De même, l’activisme français est diversement apprécié. Les partisans du MNLA – dont le bureau politique a été accueilli par Nouakchott avant de fermer officiellement en juillet 2012 – considèrent que la France est en partie responsable de la dégradation de la situation au Nord-Mali, de par son soutien aux régimes issus des indépendances à Bamako. Pour d’autres, elle a un rôle de premier ordre, non seulement en raison des menaces qui pèsent sur son territoire et ses ressortissants, mais aussi du fait de son passé dans la région et des moyens militaires dont elle dispose pour apporter son soutien à une force africaine (16).
Nouakchott en première ligne
En tout cas, en attendant la Mauritanie est en première ligne. Le nombre des réfugiés, estimé à 16 000 en février dernier, est passé à environ 107 000 personnes en septembre. Outre le camp de M’Béra, dans le Sud-est de la Mauritanie, un projet d’implantation d’un deuxième camp est prévu à Aghor, un site qui a déjà, dans les années 1990, abrité des réfugiés maliens (17).

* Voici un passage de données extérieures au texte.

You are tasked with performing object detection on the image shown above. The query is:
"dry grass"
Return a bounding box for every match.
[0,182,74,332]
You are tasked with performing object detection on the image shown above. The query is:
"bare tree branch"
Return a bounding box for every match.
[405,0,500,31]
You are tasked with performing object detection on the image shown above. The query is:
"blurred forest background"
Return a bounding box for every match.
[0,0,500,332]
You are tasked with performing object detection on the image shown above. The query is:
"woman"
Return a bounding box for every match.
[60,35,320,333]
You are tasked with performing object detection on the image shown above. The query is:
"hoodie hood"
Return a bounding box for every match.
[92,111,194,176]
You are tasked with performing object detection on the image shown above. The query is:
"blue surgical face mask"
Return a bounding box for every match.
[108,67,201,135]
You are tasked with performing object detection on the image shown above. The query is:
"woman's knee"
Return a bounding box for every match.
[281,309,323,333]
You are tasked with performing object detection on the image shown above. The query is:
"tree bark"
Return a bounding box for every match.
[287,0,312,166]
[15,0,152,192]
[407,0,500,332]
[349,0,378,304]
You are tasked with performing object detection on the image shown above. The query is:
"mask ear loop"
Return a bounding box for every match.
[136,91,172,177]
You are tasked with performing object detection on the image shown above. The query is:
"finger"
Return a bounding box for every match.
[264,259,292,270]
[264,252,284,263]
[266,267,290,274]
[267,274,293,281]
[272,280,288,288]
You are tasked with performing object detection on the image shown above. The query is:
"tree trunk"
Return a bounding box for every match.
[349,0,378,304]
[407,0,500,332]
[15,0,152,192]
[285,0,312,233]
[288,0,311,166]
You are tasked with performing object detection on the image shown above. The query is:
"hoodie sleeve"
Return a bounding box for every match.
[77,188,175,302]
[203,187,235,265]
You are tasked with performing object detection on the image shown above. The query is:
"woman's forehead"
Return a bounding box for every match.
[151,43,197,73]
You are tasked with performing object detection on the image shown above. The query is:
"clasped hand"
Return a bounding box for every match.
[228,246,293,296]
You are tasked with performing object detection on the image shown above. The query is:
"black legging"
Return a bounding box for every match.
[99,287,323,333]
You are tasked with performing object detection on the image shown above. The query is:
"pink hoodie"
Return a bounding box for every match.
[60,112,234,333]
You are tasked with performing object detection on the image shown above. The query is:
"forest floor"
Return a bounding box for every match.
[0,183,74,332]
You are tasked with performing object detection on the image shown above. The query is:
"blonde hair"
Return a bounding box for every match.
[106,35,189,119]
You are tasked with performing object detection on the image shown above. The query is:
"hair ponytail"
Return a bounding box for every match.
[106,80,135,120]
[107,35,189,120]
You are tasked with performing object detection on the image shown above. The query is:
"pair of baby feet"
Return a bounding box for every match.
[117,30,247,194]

Surtout, la menace d’attentats ou d’actes violents s’est accrue avec le reflux des forces armées maliennes du Nord-Mali (18).

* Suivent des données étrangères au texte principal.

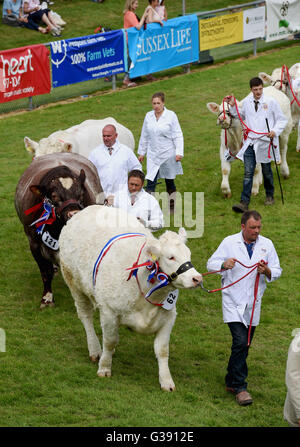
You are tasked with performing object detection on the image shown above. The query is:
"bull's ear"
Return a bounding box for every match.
[258,71,272,84]
[24,137,39,155]
[29,185,46,197]
[79,169,85,185]
[178,227,187,244]
[206,102,219,115]
[63,142,73,152]
[146,239,161,261]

Longtemps considérés comme des trafiquants en tout genre et dont la dynamique régionale était sur le déclin après leur échec à s’implanter au Maghreb en-dehors de l’Algérie, les combattants d’AQMI semblent entrer dans une nouvelle phase dans la bande sahélienne, en remplaçant un État hier défaillant et aujourd’hui absent. À cet égard d’ailleurs, l’émergence du Mouvement pour l’unicité et le jihad en Afrique de l’Ouest (Mujao), qui recrute dans l’ensemble de l’Afrique de l’Ouest et pour plusieurs observateurs jouerait en quelque sorte le rôle de « légion étrangère » d’AQMI, constitue un signal inquiétant, même si ses premiers actes terroristes ont été menés en Algérie. L’Union européenne ne s’y est d’ailleurs pas trompée. Le 26 septembre 2012, la délégation européenne à Nouakchott annonçait apporter 8 millions d’euros pour renforcer la sécurité aux frontières de la Mauritanie, et tout particulièrement les 2 200 km avec le Mali (19).
Notes •
(1) « La Mauritanie n’interviendra pas contre les islamistes au Mali », LeMonde.fr, 6 août 2012. À noter que la Mauritanie n’est pas membre de la Communauté économique des États d’Afrique de l’Ouest (Cédéao) mais de l’Union du Maghreb arabe.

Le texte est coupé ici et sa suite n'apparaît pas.